Atalayar_Puerto Tanger Med
PHOTO/REUTERS - Overview of the Tangier-Med container port at Ksar Sghir, near the coastal city of Tangier, Morocco

However, Tangier-Med's contribution of goods to the country falls to third place as the main imports and exports have their gateway in and out of the ports of Jorf Lasfar and Casablanca

 Historically, Casablanca has been one of the main ports of the Alaouite country; however, the port of Jorf Lasfar (1982) has taken over from it since it surpassed it in 2018. This follows the opening in 2014 of the phosphate processing plant close to the port of Jorf Lasfar, which has made it the main phosphate export port of the country. Nevertheless, the port of Casablanca remains important and together with the previous port and Tangier-Med, it accounts for 85% of Moroccan maritime trade.  

New horizons

Moroccan port expansion is not limited to its current large ports. The example is the new port of Nador - very close to Melilla - expected to be completed by the end of 2021. Under the name of Nador West Med, it will accommodate on 850 hectares a total of 3 million TEU containers and 25 million tonnes of oil. This will be the first phase of the port complex. In the future and after various extensions, the Ministry of Equipment and Transport is forecasting an annual traffic of between 13 and 15 million TEU containers, exceeding the capacity of the port of Tangier-Med. 

The city of Kenitra on the Moroccan Atlantic coast has also managed to find a place in the 2030 national port strategy with a financing of around 740 million euros, slightly less than that devoted to Nador-Med.  

The present port of Kenitra is a former river port that the Moroccan Government intends to embellish to promote tourism and cruises.

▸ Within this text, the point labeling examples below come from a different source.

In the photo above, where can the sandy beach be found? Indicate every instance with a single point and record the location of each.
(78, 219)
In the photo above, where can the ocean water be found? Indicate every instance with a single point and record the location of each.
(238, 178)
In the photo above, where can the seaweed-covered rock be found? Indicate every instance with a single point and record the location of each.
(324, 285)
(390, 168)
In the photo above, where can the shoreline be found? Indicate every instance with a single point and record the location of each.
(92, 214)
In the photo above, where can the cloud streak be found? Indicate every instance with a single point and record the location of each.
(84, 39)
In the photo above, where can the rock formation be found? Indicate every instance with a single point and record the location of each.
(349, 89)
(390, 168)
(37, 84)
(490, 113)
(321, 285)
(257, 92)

At the same time, the Kenitra Atlantique project will make up for the commercial loss of the city's port and will be situated 20 kilometres to the north of the city. This is a strategic location given its proximity to the Atlantic Free Zone, some 14 kilometres away, and the location of the PSA Peugeot-Citroën group's plant, inaugurated in 2019. 

Atalayar_Mohamed VI
AFP/FADEL SENNA - King Mohammed VI of Morocco

Phase one of the new Kenitra port project will include a quay reserved for the PSA Peugeot-Citroën group plant and a second for cereals. In phase two, it will include three mineral quays, each 260 metres long, and a refined hydrocarbons station.

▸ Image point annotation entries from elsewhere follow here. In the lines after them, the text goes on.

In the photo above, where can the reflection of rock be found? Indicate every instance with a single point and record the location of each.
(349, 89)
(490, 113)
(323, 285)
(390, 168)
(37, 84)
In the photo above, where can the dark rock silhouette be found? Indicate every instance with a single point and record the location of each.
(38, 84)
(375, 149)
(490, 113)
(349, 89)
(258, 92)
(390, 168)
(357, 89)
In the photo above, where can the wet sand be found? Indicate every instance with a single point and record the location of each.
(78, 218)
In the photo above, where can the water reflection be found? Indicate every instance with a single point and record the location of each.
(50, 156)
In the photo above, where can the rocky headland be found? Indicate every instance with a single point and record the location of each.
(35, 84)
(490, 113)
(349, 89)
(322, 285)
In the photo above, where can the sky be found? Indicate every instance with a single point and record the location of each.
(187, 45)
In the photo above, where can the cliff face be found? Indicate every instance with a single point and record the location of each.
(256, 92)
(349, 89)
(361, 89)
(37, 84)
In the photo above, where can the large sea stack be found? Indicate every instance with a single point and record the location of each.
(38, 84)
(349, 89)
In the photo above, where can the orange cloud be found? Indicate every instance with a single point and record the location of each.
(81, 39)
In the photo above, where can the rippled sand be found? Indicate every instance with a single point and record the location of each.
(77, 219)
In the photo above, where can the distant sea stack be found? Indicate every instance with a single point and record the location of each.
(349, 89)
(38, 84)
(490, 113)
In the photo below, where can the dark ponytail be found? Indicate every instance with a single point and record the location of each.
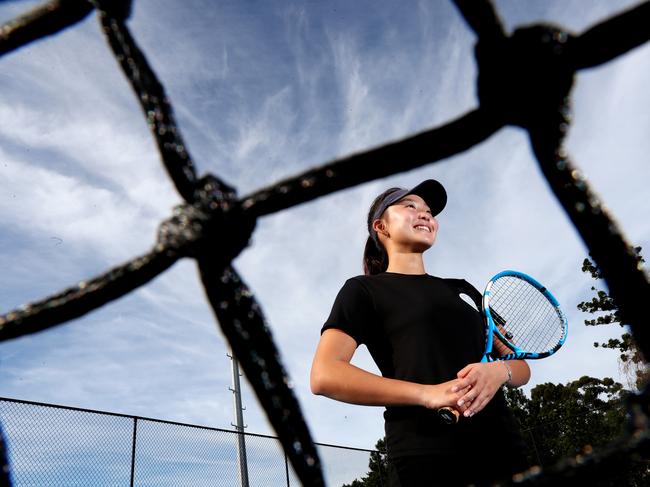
(375, 257)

From Nador to Kenitra, we continue south. Specifically, Dakhla, in Saharan territory. This region, referred to by Morocco as the Great Southern Region and maintained by the UN as a non-autonomous territory, is one of the richest in fish on the African Atlantic side. Morocco currently has fishing agreements with the European Union, which mostly fishes the coasts of Western Sahara, as 65% of Morocco's exploitable potential is found in the area. 

The Moroccan government has therefore embarked on the construction of a quay 70 kilometres north of Dakhla in Ntireft. The project takes the name of Dakhla Atlantique and has required an investment of 940 million euros for the next 6 years. It will be constituted as a commercial port but with a strong emphasis on fishing. It will also have a free zone to attract investments.  

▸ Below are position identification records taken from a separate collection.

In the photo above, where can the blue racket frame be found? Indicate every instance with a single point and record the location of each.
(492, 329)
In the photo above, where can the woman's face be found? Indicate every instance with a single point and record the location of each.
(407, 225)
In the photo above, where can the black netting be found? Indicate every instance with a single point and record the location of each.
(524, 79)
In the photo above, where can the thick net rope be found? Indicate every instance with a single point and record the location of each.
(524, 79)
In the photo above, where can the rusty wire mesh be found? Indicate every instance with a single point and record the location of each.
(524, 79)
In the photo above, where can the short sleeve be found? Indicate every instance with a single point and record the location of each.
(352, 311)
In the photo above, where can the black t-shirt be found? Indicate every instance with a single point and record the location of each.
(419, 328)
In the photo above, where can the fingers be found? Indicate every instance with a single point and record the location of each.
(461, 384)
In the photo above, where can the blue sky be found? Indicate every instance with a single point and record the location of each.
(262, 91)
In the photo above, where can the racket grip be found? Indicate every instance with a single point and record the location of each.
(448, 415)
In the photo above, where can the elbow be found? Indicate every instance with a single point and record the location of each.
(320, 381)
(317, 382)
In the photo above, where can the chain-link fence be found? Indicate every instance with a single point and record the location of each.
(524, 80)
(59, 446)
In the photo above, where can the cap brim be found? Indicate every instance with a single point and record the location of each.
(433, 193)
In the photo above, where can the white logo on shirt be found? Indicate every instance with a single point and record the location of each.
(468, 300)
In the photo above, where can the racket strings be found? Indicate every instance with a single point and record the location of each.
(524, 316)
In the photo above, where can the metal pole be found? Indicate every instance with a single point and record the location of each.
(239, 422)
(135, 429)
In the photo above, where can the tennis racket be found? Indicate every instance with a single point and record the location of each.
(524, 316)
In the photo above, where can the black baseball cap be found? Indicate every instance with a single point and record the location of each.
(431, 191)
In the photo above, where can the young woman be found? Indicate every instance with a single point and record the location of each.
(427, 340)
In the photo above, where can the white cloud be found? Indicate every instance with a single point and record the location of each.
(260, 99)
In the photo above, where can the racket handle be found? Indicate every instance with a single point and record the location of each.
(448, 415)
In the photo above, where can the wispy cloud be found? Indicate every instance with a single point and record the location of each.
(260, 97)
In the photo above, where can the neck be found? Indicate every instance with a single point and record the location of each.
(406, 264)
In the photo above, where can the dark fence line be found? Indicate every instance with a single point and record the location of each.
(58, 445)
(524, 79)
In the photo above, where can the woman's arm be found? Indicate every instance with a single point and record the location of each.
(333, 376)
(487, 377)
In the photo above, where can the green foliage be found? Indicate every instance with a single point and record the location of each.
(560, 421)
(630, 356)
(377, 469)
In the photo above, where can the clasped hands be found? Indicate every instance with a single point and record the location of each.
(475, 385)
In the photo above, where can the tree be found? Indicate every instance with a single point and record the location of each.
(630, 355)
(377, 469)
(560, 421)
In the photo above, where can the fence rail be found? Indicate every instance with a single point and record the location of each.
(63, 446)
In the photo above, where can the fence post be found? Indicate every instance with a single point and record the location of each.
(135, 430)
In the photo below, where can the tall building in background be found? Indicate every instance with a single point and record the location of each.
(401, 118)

Atalayar_Puerto Tanger Med 2
PHOTO/AFP - View of the port of Tangier Med, in the northern city of Tangier

With a planned traffic capacity of 2.2 million tonnes, an intermediate bridge between Casablanca and Dakar will thus be created. This bridge did not exist until the start of this project and the Canary Islands ports are likely to benefit from it.

The construction of the Lamhinz quay, dedicated to artisanal and coastal fishing and which will accommodate 300 boats, 22 of which will be dedicated to sardine fishing, is also expected to take place in Saharan territory. 

In short, a fortress in which Morocco has put a lot of effort, with current favourable results and hopeful futures. The capacity of its new and future infrastructures will position Morocco as a maritime power not only in the Mediterranean with Tangier-Med and Nador-Med, but also in the Atlantic, with the different projects launched and the traditional large ports.

The COVID-19 pandemic has not succeeded in paralysing the activity of the main Moroccan ports and it appears that nothing will stand in the way of achieving the objectives fixed in the 2030 National Ports Strategy.